-- EXPLAIN ANALYZE (actual execution statistics)
EXPLAIN ANALYZE
SELECT u.username, COUNT(o.id) AS order_count
FROM users u
LEFT JOIN orders o ON u.id = o.user_id
WHERE u.created_at >= '2024-01-01'
GROUP BY u.id, u.username
ORDER BY order_count DESC
LIMIT 10;
-- Key metrics to watch:
-- Planning Time: Time spent planning query
-- Execution Time: Time spent executing
-- Rows: Estimated vs actual rows
-- Cost: Planner's cost estimate
-- Covering index (includes all needed columns)
CREATE INDEX idx_orders_user_id_created_at
ON orders (user_id, created_at)
INCLUDE (total, status);
-- Query uses index-only scan (no table access)

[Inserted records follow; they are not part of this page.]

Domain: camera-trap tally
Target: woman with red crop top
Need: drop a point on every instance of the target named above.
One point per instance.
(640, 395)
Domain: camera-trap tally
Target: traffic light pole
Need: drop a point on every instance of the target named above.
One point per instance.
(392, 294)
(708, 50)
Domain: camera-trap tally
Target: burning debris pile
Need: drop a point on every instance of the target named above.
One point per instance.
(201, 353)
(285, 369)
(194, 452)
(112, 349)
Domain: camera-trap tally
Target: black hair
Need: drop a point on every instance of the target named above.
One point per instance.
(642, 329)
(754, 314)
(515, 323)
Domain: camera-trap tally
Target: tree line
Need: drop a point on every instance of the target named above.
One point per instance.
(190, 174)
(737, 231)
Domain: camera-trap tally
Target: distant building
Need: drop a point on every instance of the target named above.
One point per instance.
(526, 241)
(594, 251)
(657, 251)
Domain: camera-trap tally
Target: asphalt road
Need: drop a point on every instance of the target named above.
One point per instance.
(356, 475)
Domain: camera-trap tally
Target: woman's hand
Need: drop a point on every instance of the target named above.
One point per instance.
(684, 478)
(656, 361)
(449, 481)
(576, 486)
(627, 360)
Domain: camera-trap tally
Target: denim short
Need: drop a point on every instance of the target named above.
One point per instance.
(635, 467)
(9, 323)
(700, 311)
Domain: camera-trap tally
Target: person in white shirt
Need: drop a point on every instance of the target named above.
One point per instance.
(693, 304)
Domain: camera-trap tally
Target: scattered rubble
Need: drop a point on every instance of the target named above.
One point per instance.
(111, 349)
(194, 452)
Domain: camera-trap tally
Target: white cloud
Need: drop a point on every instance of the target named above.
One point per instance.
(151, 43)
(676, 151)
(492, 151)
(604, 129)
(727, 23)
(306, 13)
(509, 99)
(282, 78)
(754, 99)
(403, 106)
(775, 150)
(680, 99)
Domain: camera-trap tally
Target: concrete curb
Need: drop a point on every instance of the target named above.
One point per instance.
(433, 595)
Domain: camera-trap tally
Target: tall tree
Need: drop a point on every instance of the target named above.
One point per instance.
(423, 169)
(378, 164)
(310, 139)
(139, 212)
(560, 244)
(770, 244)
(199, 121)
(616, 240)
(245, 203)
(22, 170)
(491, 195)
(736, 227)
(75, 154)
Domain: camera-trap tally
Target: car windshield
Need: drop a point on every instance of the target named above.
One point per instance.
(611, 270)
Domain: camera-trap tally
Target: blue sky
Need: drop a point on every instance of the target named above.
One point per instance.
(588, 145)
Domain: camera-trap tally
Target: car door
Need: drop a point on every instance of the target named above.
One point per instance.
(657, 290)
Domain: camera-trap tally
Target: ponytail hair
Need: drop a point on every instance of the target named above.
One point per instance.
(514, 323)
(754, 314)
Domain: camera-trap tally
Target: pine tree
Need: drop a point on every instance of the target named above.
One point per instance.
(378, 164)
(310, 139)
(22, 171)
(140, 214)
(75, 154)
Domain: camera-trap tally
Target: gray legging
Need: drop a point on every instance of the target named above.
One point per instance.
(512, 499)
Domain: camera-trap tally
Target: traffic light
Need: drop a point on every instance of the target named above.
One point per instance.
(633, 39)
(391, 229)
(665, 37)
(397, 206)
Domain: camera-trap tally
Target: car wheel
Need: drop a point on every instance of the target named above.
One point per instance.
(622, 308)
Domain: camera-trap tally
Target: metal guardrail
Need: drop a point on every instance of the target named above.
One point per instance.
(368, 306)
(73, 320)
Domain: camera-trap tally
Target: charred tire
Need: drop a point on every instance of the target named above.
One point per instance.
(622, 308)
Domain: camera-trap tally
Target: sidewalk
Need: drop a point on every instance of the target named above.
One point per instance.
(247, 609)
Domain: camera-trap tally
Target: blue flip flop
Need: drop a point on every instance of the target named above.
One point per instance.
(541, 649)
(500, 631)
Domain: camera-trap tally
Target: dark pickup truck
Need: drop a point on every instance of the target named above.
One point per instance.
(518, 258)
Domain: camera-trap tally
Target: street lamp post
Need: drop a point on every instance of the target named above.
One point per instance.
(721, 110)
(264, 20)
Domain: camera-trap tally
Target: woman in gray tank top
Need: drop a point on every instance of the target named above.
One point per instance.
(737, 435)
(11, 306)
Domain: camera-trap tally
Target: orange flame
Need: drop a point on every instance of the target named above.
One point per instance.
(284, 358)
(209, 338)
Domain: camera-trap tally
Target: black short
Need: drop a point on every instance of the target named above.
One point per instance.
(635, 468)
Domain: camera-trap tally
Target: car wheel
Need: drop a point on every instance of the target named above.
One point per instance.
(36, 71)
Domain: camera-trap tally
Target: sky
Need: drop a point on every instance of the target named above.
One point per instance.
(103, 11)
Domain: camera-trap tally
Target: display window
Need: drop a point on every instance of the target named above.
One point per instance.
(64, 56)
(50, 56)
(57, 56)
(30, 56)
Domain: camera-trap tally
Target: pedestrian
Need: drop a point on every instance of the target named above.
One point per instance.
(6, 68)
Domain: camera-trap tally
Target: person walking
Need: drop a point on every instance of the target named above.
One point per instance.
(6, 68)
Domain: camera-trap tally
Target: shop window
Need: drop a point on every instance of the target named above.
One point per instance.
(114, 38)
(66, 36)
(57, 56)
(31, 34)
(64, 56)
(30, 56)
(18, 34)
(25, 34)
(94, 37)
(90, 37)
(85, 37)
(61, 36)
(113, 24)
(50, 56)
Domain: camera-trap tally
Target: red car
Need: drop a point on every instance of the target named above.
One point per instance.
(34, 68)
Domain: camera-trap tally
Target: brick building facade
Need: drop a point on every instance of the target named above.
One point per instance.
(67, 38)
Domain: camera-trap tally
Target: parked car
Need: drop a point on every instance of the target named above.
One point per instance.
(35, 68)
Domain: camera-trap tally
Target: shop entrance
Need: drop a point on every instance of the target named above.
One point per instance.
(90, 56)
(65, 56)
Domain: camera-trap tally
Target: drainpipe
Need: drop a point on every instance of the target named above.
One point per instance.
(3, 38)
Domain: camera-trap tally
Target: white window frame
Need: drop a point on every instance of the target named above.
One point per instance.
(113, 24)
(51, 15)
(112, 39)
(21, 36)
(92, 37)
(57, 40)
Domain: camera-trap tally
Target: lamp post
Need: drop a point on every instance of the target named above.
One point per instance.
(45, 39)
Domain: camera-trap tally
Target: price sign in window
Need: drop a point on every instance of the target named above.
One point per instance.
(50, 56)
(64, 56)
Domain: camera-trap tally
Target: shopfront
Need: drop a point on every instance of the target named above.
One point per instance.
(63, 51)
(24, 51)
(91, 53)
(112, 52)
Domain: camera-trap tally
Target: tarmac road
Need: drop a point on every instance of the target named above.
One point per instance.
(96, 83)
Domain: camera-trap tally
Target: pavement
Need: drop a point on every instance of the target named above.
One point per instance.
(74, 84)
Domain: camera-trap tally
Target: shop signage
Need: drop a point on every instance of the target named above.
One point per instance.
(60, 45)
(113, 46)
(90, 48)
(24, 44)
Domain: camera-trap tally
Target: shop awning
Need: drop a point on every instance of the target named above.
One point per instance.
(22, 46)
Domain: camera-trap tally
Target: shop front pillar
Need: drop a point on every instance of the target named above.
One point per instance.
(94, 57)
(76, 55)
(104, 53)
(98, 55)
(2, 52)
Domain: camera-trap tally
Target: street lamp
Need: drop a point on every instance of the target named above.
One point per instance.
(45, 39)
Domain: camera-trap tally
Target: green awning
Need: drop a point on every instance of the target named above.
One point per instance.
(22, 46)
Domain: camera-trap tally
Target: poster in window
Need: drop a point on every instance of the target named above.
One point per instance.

SELECT user_id, created_at, total, status
FROM orders
WHERE user_id = 123
ORDER BY created_at DESC;
-- Partial index (smaller, faster)
CREATE INDEX idx_orders_active
ON orders (user_id, created_at)
WHERE status = 'active';
-- Only active orders in index
SELECT * FROM orders
WHERE user_id = 123
AND status = 'active'
ORDER BY created_at DESC;
-- Expression index
CREATE INDEX idx_users_lower_email
ON users (LOWER(email));
-- Case-insensitive search uses index
SELECT * FROM users
WHERE LOWER(email) = 'user@example.com';
-- Avoid SELECT * (fetch only needed columns)
-- Bad:
SELECT * FROM users WHERE id = 123;
-- Good:
SELECT id, username, email FROM users WHERE id = 123;
-- Limit early to reduce processing
-- Bad:
SELECT * FROM (
SELECT * FROM large_table ORDER BY created_at DESC
) sub
LIMIT 10;
-- Good:
SELECT * FROM large_table
ORDER BY created_at DESC
LIMIT 10;
-- Join optimization: smaller table first
-- Bad join order:
SELECT *
FROM huge_table h
JOIN small_table s ON h.id = s.huge_id;
-- Better: Let planner decide, but ensure statistics are current
ANALYZE huge_table;
ANALYZE small_table;
-- Subquery to CTE transformation
-- Subquery (may execute multiple times):
SELECT
u.username,
(SELECT COUNT(*) FROM orders WHERE user_id = u.id) AS order_count
FROM users u;
-- CTE (executes once):
WITH order_counts AS (
SELECT user_id, COUNT(*) AS count
FROM orders
GROUP BY user_id
)
SELECT u.username, COALESCE(oc.count, 0) AS order_count
FROM users u
LEFT JOIN order_counts oc ON u.id = oc.user_id;
-- EXISTS vs IN
-- EXISTS (often faster, stops at first match):
SELECT username
FROM users u
WHERE EXISTS (
SELECT 1 FROM orders o
WHERE o.user_id = u.id AND o.status = 'completed'
);
-- IN (may be slower for large result sets):
SELECT username
FROM users
WHERE id IN (
SELECT DISTINCT user_id FROM orders WHERE status = 'completed'
);
-- UNION ALL vs UNION
-- UNION ALL (no deduplication, faster):
SELECT id, name FROM products_active
UNION ALL
SELECT id, name FROM products_archived;
-- UNION (deduplicates, slower):
SELECT id, name FROM products_active
UNION
SELECT id, name FROM products_archived;
-- Batch updates (avoid row-by-row)
-- Bad:
-- UPDATE products SET price = price * 1.1 WHERE id = 1;
-- UPDATE products SET price = price * 1.1 WHERE id = 2;
-- ...
-- Good:
UPDATE products
SET price = price * 1.1
WHERE category_id = 5;
-- Filter before join
-- Bad:
SELECT o.*
FROM orders o
JOIN users u ON o.user_id = u.id
WHERE o.created_at >= '2024-01-01';
-- Better:
SELECT o.*
FROM (
SELECT * FROM orders
WHERE created_at >= '2024-01-01'
) o
JOIN users u ON o.user_id = u.id;
-- Or use CTE for clarity:
WITH recent_orders AS (
SELECT * FROM orders
WHERE created_at >= '2024-01-01'
)
SELECT o.*
FROM recent_orders o
JOIN users u ON o.user_id = u.id;
-- Partition pruning
EXPLAIN ANALYZE
SELECT * FROM measurements
WHERE measured_at >= '2024-01-01'
AND measured_at < '2024-02-01';
-- Only scans measurements_2024_01 partition
-- Index scan vs bitmap scan vs sequential scan
SET enable_seqscan = OFF; -- Force index usage (testing only)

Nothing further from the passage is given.